Si l’on accepte de considérer que l’ancienne 1ère S correspond à l’actuelle triplette Math/Physique-Chimie/SVT, celle-ci compte au total 89.000 élèves dont 51.000 filles : les filles y sont donc largement majoritaires. Mais cette triplette ne représente plus que 25% des effectifs totaux de 1ère contre près de 50% avant la réforme avec la série S. De ce constat, les critiques déduisent leur argument central sur l’effondrement des sciences, et particulièrement des sciences suivies par les filles. C’est oublier vite que l’essence de la réforme était d’ouvrir le champ des possibles, et notamment de permettre d’envisager des parcours qui ne soient pas « que » « purement scientifiques ». Ce que l’on peut constater, chiffre de la DEPP à l’appui, est que la réforme n’a pas diminué l’appétence pour les sciences des filles (ni des garçons d’ailleurs) et l’a même, au total, renforcée.

Du bac au post-bac

Nous sommes en fait passés d’une 1ère S filière « d’élite scientifique » imposée dans laquelle nombre d’élèves s’inscrivaient moins par appétence pour les sciences que parce qu’elle était devenue la série générale du bac général, à un système libre dans lequel les élèves choisissent, ou pas, des spécialités scientifiques, sur la base donc de leur motivation pour les disciplines et dans des perspectives de poursuite d’études dans le Supérieur.

La spécialité Maths en classe de Terminale (6h) est choisi par 167.000 élèves dont 70.000 filles, soit 44% des élèves du lycée général et près de 25% de l’ensemble des élèves de Terminale (y compris ceux des séries technologiques et professionnelles dont on ne parle jamais). Ce pourcentage place la France comme l’un des pays les plus ambitieux dans le monde vis-à-vis des mathématiques : ainsi 11% seulement des lycéens aux Etats-Unis sont dans cette situation.
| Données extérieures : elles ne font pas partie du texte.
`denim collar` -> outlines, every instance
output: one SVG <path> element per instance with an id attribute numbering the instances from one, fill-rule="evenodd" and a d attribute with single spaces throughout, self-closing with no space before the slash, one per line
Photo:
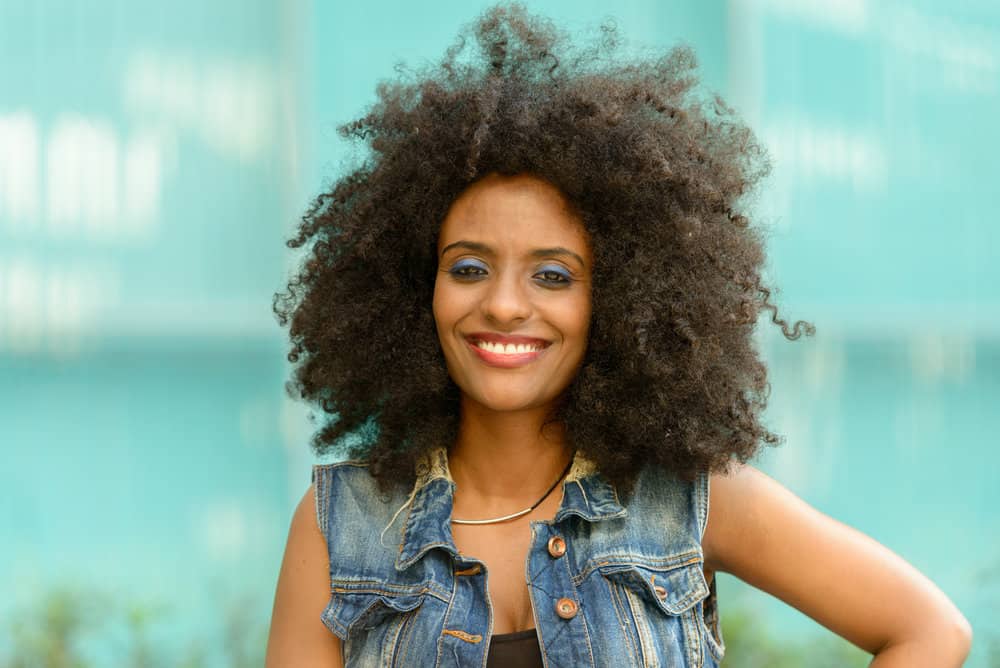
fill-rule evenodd
<path id="1" fill-rule="evenodd" d="M 436 448 L 417 465 L 417 480 L 410 493 L 410 511 L 403 524 L 403 535 L 396 557 L 396 570 L 406 570 L 427 552 L 439 547 L 459 556 L 451 535 L 452 499 L 455 481 L 448 470 L 448 453 Z M 558 523 L 577 515 L 588 522 L 625 517 L 614 486 L 597 471 L 593 462 L 580 452 L 563 482 L 562 505 L 556 512 Z"/>

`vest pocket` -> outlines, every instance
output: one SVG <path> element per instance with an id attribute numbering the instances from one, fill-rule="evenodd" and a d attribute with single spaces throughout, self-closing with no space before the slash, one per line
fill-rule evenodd
<path id="1" fill-rule="evenodd" d="M 702 601 L 709 595 L 702 562 L 673 568 L 643 564 L 607 564 L 599 568 L 609 581 L 616 609 L 631 629 L 637 659 L 643 666 L 693 668 L 715 666 L 714 639 L 705 625 Z M 706 648 L 711 656 L 706 656 Z"/>
<path id="2" fill-rule="evenodd" d="M 406 665 L 409 630 L 424 596 L 358 591 L 335 584 L 322 619 L 343 640 L 345 665 Z"/>

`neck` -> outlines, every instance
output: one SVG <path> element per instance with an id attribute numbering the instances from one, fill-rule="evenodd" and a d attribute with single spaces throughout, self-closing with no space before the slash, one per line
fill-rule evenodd
<path id="1" fill-rule="evenodd" d="M 562 425 L 546 425 L 547 415 L 546 409 L 497 413 L 463 400 L 448 453 L 456 494 L 482 510 L 533 503 L 572 457 Z"/>

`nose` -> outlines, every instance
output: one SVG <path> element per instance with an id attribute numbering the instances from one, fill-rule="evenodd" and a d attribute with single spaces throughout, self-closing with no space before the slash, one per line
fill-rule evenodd
<path id="1" fill-rule="evenodd" d="M 481 308 L 487 320 L 498 325 L 527 320 L 531 299 L 515 272 L 502 272 L 489 281 Z"/>

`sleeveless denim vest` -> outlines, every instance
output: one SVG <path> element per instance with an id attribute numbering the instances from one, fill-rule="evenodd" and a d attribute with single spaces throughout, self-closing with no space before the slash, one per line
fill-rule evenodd
<path id="1" fill-rule="evenodd" d="M 452 540 L 445 450 L 418 467 L 409 497 L 380 494 L 364 462 L 316 465 L 313 483 L 330 553 L 322 621 L 343 641 L 345 665 L 485 666 L 488 573 Z M 554 519 L 531 522 L 525 578 L 545 665 L 717 667 L 707 518 L 707 475 L 686 483 L 644 472 L 623 506 L 578 454 Z"/>

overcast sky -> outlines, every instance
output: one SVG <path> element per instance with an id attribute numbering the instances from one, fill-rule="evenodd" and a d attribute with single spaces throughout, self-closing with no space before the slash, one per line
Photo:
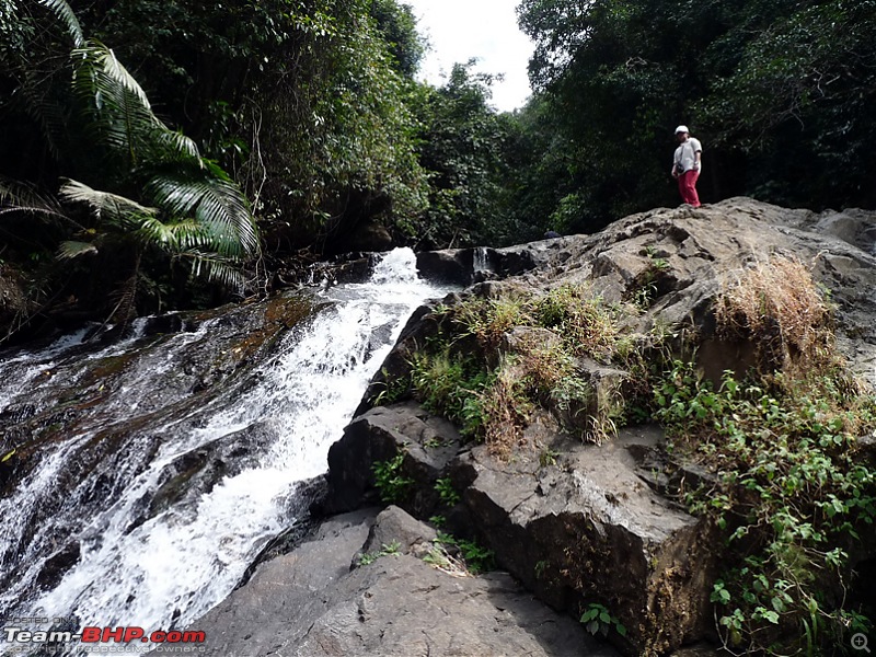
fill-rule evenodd
<path id="1" fill-rule="evenodd" d="M 504 73 L 493 85 L 499 111 L 520 107 L 529 96 L 527 64 L 532 43 L 517 27 L 519 0 L 401 0 L 410 4 L 417 30 L 429 42 L 419 78 L 439 87 L 453 64 L 477 58 L 476 71 Z"/>

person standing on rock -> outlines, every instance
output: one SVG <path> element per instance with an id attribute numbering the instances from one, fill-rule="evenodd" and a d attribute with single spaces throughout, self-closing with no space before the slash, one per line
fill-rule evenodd
<path id="1" fill-rule="evenodd" d="M 688 132 L 688 126 L 676 128 L 676 138 L 679 147 L 672 161 L 672 177 L 678 180 L 678 191 L 681 199 L 694 208 L 700 207 L 700 196 L 696 194 L 696 178 L 700 177 L 703 146 Z"/>

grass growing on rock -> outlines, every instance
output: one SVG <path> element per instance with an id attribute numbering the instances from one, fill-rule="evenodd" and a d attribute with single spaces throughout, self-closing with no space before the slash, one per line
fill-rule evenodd
<path id="1" fill-rule="evenodd" d="M 753 367 L 715 382 L 693 364 L 695 332 L 679 345 L 678 327 L 655 318 L 652 334 L 626 333 L 641 312 L 586 286 L 468 297 L 436 311 L 437 332 L 411 358 L 408 390 L 499 458 L 538 411 L 592 442 L 631 418 L 661 424 L 670 459 L 705 473 L 676 493 L 724 539 L 711 600 L 725 647 L 818 655 L 849 646 L 873 629 L 874 610 L 850 591 L 862 589 L 854 565 L 872 558 L 876 540 L 876 465 L 865 449 L 876 397 L 835 348 L 823 290 L 788 258 L 737 275 L 715 299 L 715 333 L 748 345 Z M 624 403 L 595 403 L 593 364 L 622 370 L 610 392 Z"/>
<path id="2" fill-rule="evenodd" d="M 624 310 L 608 307 L 587 287 L 567 285 L 540 297 L 470 297 L 436 314 L 439 334 L 410 362 L 413 395 L 492 453 L 507 457 L 539 408 L 593 442 L 611 437 L 623 420 L 611 417 L 616 410 L 593 407 L 580 372 L 584 358 L 611 364 L 630 357 L 619 328 Z"/>
<path id="3" fill-rule="evenodd" d="M 759 346 L 756 369 L 716 388 L 675 360 L 655 415 L 714 475 L 682 495 L 726 540 L 711 597 L 719 635 L 736 654 L 833 654 L 873 627 L 848 595 L 874 537 L 876 468 L 861 438 L 876 397 L 843 367 L 830 308 L 799 263 L 746 272 L 716 318 L 719 334 Z"/>

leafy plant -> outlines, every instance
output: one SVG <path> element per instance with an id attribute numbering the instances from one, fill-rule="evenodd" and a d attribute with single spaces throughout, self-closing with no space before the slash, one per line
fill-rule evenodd
<path id="1" fill-rule="evenodd" d="M 414 480 L 402 474 L 404 453 L 399 452 L 392 459 L 376 461 L 371 466 L 374 473 L 374 486 L 380 498 L 388 504 L 404 502 L 411 493 Z"/>
<path id="2" fill-rule="evenodd" d="M 435 482 L 435 489 L 438 492 L 438 497 L 441 502 L 449 507 L 456 506 L 460 503 L 459 492 L 453 487 L 453 482 L 449 476 L 439 479 Z"/>
<path id="3" fill-rule="evenodd" d="M 399 541 L 393 541 L 389 545 L 385 543 L 381 545 L 380 550 L 377 552 L 365 552 L 359 555 L 357 564 L 360 566 L 367 566 L 369 564 L 374 563 L 381 556 L 389 556 L 393 554 L 399 554 L 402 544 Z"/>
<path id="4" fill-rule="evenodd" d="M 461 563 L 456 561 L 453 553 L 459 555 Z M 495 553 L 475 541 L 459 539 L 442 531 L 435 539 L 435 548 L 424 561 L 441 567 L 462 567 L 472 575 L 485 573 L 495 568 Z"/>
<path id="5" fill-rule="evenodd" d="M 602 604 L 590 602 L 581 614 L 580 622 L 592 634 L 608 636 L 612 629 L 621 636 L 626 636 L 626 627 Z"/>
<path id="6" fill-rule="evenodd" d="M 711 597 L 726 644 L 814 652 L 866 632 L 843 591 L 849 545 L 876 521 L 876 470 L 856 446 L 876 399 L 839 369 L 764 382 L 725 372 L 714 390 L 680 361 L 655 395 L 677 447 L 718 479 L 683 494 L 727 540 Z"/>

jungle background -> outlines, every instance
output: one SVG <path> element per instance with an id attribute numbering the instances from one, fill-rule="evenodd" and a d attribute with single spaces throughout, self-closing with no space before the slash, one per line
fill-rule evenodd
<path id="1" fill-rule="evenodd" d="M 876 206 L 876 0 L 522 0 L 491 105 L 395 0 L 0 0 L 3 339 L 264 295 L 354 250 L 502 246 L 678 205 Z M 496 71 L 500 74 L 502 71 Z"/>

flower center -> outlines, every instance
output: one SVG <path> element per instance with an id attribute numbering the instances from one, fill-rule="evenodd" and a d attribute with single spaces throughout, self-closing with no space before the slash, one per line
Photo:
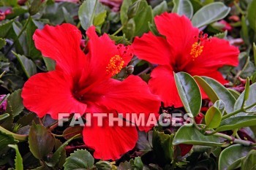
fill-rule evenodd
<path id="1" fill-rule="evenodd" d="M 195 39 L 197 39 L 197 41 L 194 42 L 192 45 L 190 55 L 192 61 L 195 61 L 195 58 L 201 55 L 203 50 L 203 44 L 206 40 L 210 40 L 208 39 L 208 34 L 203 34 L 203 31 L 200 31 L 199 36 L 195 36 Z"/>
<path id="2" fill-rule="evenodd" d="M 113 76 L 118 74 L 124 65 L 124 59 L 118 55 L 116 55 L 112 57 L 110 60 L 110 62 L 106 67 L 106 71 L 108 74 Z"/>

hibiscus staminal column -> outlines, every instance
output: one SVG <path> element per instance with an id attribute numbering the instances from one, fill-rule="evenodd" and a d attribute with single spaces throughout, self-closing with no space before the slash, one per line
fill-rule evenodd
<path id="1" fill-rule="evenodd" d="M 85 144 L 94 150 L 95 158 L 116 160 L 135 147 L 135 125 L 146 131 L 154 126 L 127 123 L 118 114 L 144 114 L 145 119 L 151 113 L 157 116 L 160 101 L 139 77 L 129 75 L 123 81 L 112 78 L 132 58 L 130 47 L 116 45 L 106 34 L 99 37 L 94 26 L 86 35 L 85 54 L 80 47 L 82 35 L 75 26 L 62 24 L 37 29 L 33 36 L 35 46 L 43 56 L 56 61 L 56 70 L 31 77 L 21 96 L 24 106 L 39 117 L 49 114 L 57 120 L 60 113 L 91 117 L 86 120 L 91 120 L 91 125 L 83 131 Z M 107 115 L 102 125 L 96 117 L 99 114 Z M 112 123 L 111 116 L 125 125 Z"/>

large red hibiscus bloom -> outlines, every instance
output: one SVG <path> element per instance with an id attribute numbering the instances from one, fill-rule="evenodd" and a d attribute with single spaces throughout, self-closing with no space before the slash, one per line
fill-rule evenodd
<path id="1" fill-rule="evenodd" d="M 157 113 L 160 101 L 140 77 L 131 75 L 123 81 L 111 78 L 132 57 L 130 47 L 116 45 L 107 34 L 99 37 L 93 26 L 86 34 L 89 53 L 84 54 L 80 48 L 82 35 L 75 26 L 46 26 L 36 31 L 33 39 L 37 48 L 56 61 L 56 67 L 25 83 L 24 106 L 39 117 L 50 114 L 53 119 L 59 113 Z M 135 147 L 136 127 L 111 126 L 108 119 L 98 126 L 97 120 L 93 117 L 91 126 L 86 126 L 83 132 L 85 144 L 95 150 L 94 158 L 115 160 Z"/>
<path id="2" fill-rule="evenodd" d="M 154 20 L 157 30 L 165 37 L 149 32 L 136 37 L 133 47 L 139 58 L 158 64 L 151 72 L 148 85 L 165 106 L 182 107 L 173 72 L 208 76 L 226 82 L 218 69 L 238 65 L 237 47 L 224 39 L 208 38 L 185 16 L 165 12 Z"/>

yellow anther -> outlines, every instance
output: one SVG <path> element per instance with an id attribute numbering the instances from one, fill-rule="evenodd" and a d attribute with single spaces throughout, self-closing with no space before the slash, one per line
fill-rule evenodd
<path id="1" fill-rule="evenodd" d="M 201 55 L 203 50 L 203 46 L 200 45 L 200 43 L 198 43 L 197 42 L 195 42 L 192 45 L 192 47 L 190 51 L 190 55 L 193 61 L 195 61 L 195 58 L 197 58 Z"/>
<path id="2" fill-rule="evenodd" d="M 118 74 L 121 69 L 123 69 L 124 65 L 124 61 L 123 58 L 120 55 L 116 55 L 110 58 L 110 62 L 106 67 L 107 73 L 111 76 L 113 76 Z"/>

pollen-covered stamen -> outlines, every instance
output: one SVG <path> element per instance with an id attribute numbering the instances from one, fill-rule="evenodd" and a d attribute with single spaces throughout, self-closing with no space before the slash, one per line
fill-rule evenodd
<path id="1" fill-rule="evenodd" d="M 124 59 L 118 55 L 112 57 L 106 67 L 106 71 L 108 74 L 113 76 L 118 74 L 124 66 Z"/>
<path id="2" fill-rule="evenodd" d="M 203 34 L 203 31 L 200 31 L 199 34 L 199 36 L 195 36 L 195 39 L 197 39 L 197 41 L 195 42 L 191 47 L 190 55 L 192 57 L 192 61 L 195 61 L 195 58 L 199 57 L 203 50 L 203 44 L 206 40 L 208 40 L 208 34 Z"/>

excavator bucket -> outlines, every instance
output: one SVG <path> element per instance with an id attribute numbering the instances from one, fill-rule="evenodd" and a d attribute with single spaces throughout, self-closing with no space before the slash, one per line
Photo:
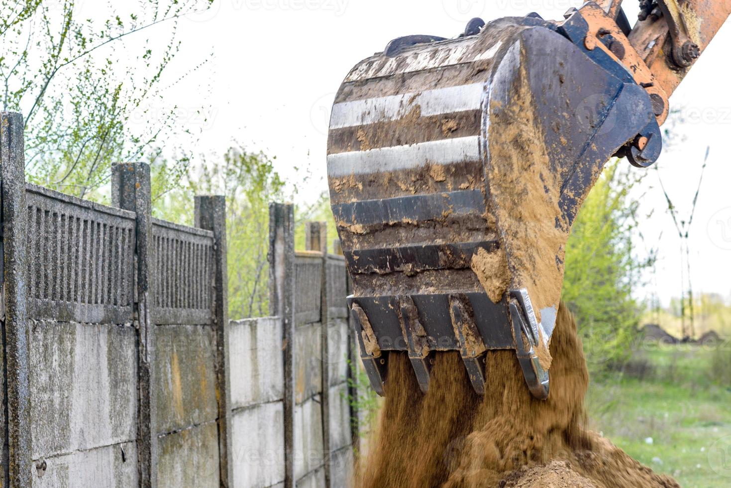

Pour la classe de Terminale, la réforme a rendu possible le choix d’une option « maths expertes » pour les élèves qui suivent la spécialité mathématiques. Ils sont plus de 60.000 cette année à avoir choisi cette option dont 20.000 filles. Pour eux, le volume horaire hebdomadaire de Mathématiques est de 9h (contre 8h dans l’ancienne Terminale S/Option Maths). Depuis 2021, ce sont 5.000 filles de plus qui ont choisi l’option. En 2023, 17.000 filles suivent 2 spécialités scientifiques et l’option maths expertes. Ce chiffre est inférieur de 3.400 par rapport au nombre de filles —20.400— qui suivaient une Terminale S option Maths juste avant la réforme, un différentiel qui est utilisé par les critiques pour dire que la réforme est une catastrophe.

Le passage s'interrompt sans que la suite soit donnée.